With Sam Altman as chief executive, OpenAI, the nonprofit artificial intelligence lab he founded with Elon Musk, has become a for-profit company pursuing investments. In fact, Altman, who stepped down as head of Y Combinator, just inked an impressive $1 billion contract with Microsoft. With Microsoft as a marquee investor, OpenAI will now pursue its lofty goal of creating artificial general intelligence (AGI), a system that can mimic the human brain.

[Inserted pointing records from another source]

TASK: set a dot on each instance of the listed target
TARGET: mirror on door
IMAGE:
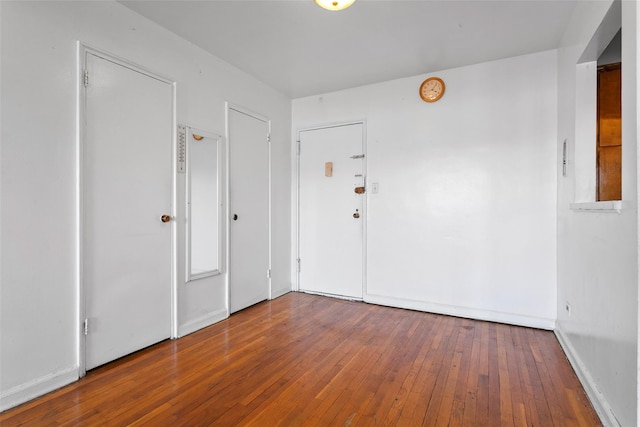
(203, 203)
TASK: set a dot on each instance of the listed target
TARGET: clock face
(432, 89)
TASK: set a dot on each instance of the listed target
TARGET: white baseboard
(24, 392)
(600, 404)
(202, 322)
(275, 293)
(466, 312)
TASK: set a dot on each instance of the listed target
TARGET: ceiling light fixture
(334, 4)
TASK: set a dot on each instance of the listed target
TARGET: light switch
(328, 169)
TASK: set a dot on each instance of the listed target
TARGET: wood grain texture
(306, 360)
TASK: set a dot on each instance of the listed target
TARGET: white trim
(30, 390)
(614, 206)
(82, 51)
(600, 404)
(280, 292)
(325, 294)
(466, 312)
(202, 322)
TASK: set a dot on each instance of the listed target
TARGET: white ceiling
(300, 49)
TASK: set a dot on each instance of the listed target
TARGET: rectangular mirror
(203, 203)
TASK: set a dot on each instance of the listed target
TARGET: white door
(331, 212)
(249, 208)
(127, 184)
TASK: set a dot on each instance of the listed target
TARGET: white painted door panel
(127, 181)
(331, 254)
(249, 206)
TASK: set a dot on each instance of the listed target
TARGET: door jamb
(296, 201)
(82, 50)
(227, 107)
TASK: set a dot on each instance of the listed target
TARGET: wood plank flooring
(306, 360)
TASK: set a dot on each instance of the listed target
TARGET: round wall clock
(432, 89)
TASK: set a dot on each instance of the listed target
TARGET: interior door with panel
(331, 210)
(249, 240)
(126, 203)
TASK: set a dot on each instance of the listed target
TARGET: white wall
(464, 221)
(597, 251)
(39, 324)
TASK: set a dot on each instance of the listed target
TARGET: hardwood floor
(310, 360)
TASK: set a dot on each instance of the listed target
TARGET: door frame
(228, 106)
(296, 203)
(82, 51)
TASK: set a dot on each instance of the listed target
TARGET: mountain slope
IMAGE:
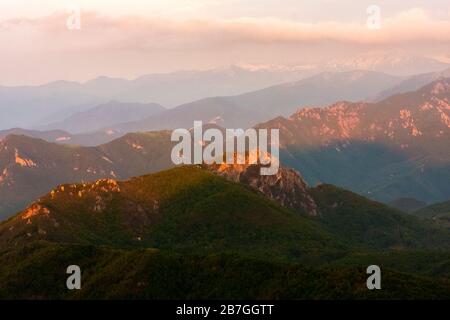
(248, 109)
(385, 150)
(64, 137)
(105, 115)
(156, 274)
(35, 106)
(439, 213)
(187, 233)
(31, 167)
(185, 208)
(413, 83)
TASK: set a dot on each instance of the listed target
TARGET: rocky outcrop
(287, 187)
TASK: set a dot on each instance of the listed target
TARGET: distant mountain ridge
(246, 110)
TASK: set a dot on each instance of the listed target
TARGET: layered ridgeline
(190, 233)
(438, 213)
(394, 148)
(31, 167)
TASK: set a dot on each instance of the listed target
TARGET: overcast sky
(131, 38)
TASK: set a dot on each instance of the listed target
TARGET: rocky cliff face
(287, 187)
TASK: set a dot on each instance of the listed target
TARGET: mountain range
(385, 150)
(188, 233)
(32, 107)
(246, 110)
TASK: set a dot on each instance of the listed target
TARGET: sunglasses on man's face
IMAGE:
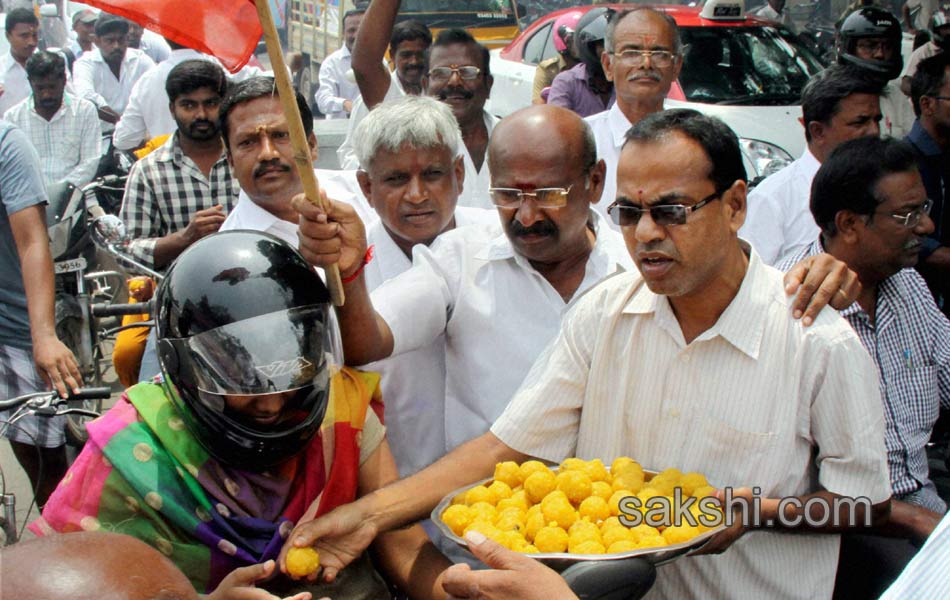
(626, 214)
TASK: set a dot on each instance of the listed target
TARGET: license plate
(68, 266)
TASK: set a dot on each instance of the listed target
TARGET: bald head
(542, 133)
(102, 565)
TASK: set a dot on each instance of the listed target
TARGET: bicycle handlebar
(118, 310)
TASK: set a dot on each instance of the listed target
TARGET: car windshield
(744, 66)
(459, 13)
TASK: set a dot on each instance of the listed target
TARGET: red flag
(226, 29)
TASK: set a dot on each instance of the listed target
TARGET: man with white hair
(412, 176)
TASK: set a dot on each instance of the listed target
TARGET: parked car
(747, 71)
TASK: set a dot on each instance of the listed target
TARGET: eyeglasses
(543, 197)
(912, 218)
(635, 58)
(440, 74)
(664, 215)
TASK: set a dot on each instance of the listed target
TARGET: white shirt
(897, 110)
(757, 400)
(413, 383)
(339, 185)
(147, 114)
(778, 219)
(68, 144)
(155, 46)
(335, 86)
(346, 153)
(95, 81)
(16, 86)
(610, 130)
(496, 311)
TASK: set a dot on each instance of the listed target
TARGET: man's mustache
(264, 167)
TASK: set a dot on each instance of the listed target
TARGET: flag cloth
(226, 29)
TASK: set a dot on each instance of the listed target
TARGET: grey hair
(616, 18)
(416, 121)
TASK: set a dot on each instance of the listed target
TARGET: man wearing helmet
(584, 88)
(252, 427)
(564, 28)
(870, 39)
(940, 34)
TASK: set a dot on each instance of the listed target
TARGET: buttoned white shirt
(413, 383)
(68, 144)
(339, 185)
(757, 400)
(335, 86)
(610, 130)
(95, 81)
(147, 114)
(16, 86)
(778, 220)
(496, 311)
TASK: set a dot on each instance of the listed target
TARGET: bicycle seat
(611, 579)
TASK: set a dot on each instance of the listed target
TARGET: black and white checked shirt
(165, 189)
(910, 344)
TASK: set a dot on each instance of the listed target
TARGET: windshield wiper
(763, 99)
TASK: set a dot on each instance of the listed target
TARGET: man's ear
(366, 185)
(605, 58)
(850, 225)
(314, 149)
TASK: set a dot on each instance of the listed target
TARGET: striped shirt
(165, 189)
(910, 344)
(757, 400)
(68, 144)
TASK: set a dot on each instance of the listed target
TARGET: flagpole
(298, 138)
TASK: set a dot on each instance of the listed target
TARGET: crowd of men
(592, 283)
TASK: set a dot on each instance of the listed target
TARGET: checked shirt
(165, 189)
(910, 344)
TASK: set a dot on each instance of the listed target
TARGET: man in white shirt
(84, 25)
(643, 57)
(407, 46)
(64, 129)
(22, 29)
(106, 75)
(686, 364)
(337, 89)
(257, 141)
(838, 104)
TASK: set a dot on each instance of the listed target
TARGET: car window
(744, 65)
(539, 46)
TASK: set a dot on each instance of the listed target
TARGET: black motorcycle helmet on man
(880, 29)
(241, 315)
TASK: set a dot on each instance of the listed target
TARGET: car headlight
(765, 158)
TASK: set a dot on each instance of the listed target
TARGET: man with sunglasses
(839, 104)
(642, 57)
(872, 207)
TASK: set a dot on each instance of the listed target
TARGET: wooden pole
(298, 138)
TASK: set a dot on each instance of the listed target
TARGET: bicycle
(46, 404)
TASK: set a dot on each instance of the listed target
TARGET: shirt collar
(742, 324)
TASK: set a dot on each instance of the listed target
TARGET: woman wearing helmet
(870, 40)
(251, 427)
(584, 88)
(564, 28)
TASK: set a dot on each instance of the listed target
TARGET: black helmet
(937, 21)
(871, 22)
(591, 29)
(241, 313)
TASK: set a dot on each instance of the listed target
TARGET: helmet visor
(277, 352)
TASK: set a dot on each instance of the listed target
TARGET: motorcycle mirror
(109, 229)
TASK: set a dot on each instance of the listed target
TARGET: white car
(744, 70)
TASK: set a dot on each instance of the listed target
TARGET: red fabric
(226, 29)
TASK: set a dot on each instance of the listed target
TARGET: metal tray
(562, 560)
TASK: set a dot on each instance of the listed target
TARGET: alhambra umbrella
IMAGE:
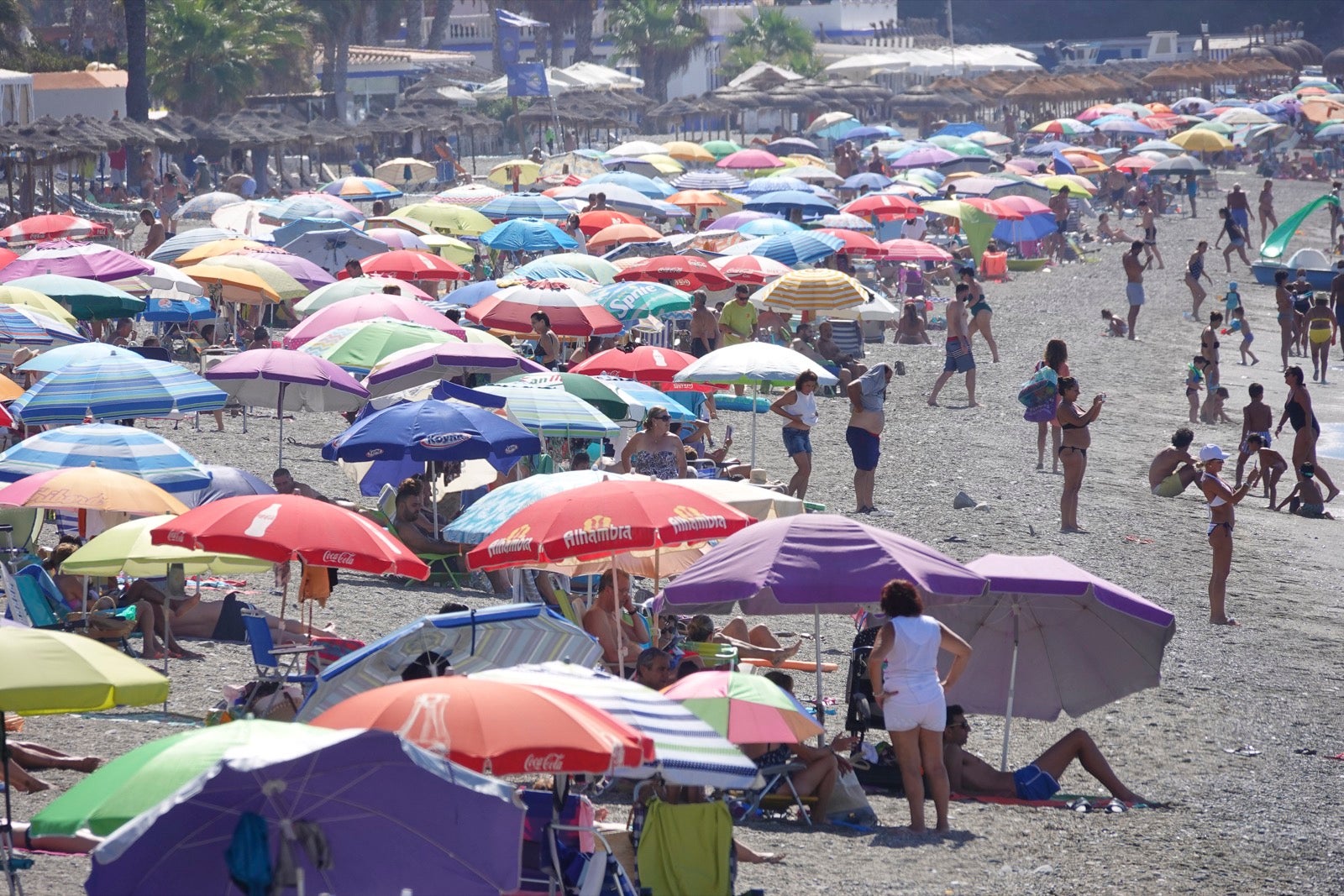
(496, 728)
(468, 642)
(391, 819)
(1052, 637)
(116, 387)
(121, 449)
(286, 380)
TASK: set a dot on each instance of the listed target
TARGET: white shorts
(931, 715)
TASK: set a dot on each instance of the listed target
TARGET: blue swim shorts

Alphabet’s DeepMind lab is also pursuing the creation of AGI.

“We’re partnering to develop a hardware and software platform within Microsoft Azure which will scale to AGI,” explains the OpenAI Blog. “We’ll jointly develop new Azure AI supercomputing technologies, and Microsoft will become our exclusive cloud provider — so we’ll be working hard together to further extend Microsoft Azure’s capabilities in large-scale AI systems.”

The New York Times quotes Altman as saying his goal in “running OpenAI is to successfully create broadly beneficial AGI,” adding that the Microsoft partnership is “the most important milestone so far on that path.” NYT says that “the deal is also a way for these two companies to promote themselves,” as OpenAI needs both computing power and the ability to attract researchers while “Microsoft is competing with Google and Amazon in cloud computing, where AI capabilities are increasingly important.”

Although most experts “believe AGI will not arrive for decades or even centuries — if it arrives at all,” AI labs are still working on the technology which could “mimic how humans write,” ultimately helping “disinformation campaigns go undetected by generating huge amounts of subtly different messages.”

Microsoft chief executive Satya Nadella compared AGI to “his company’s efforts to build a quantum computer, a machine that would be exponentially faster than today’s machines,” dubbing both technologies “high-ambition North Stars.”

OpenAI just built a system that could beat the best players at the video game “Dota 2,” in which “each player must navigate a complex, three-dimensional environment along with several other players, coordinating a careful balance between attack and defense.” To do so, OpenAI used reinforcement “trial-and-error” learning, in 45,000 years of gameplay over several months, and “spent millions of dollars renting access to tens of thousands of computer chips inside cloud computing services run by companies like Google and Amazon.”

Altman said most of Microsoft’s $1 billion investment — which will be doled out over 10+ years — will be spent on computing power in pursuit of AGI.

Microsoft will also assist the effort by “building new kinds of computing systems that can help the lab analyze increasingly large amounts of information.” “This is about really having that tight feedback cycle between a high-ambition pursuit of AGI and what is our core business, which is building the world’s computer,” said Nadella. The contract states that “Microsoft will eventually become the lab’s sole source of computing power.”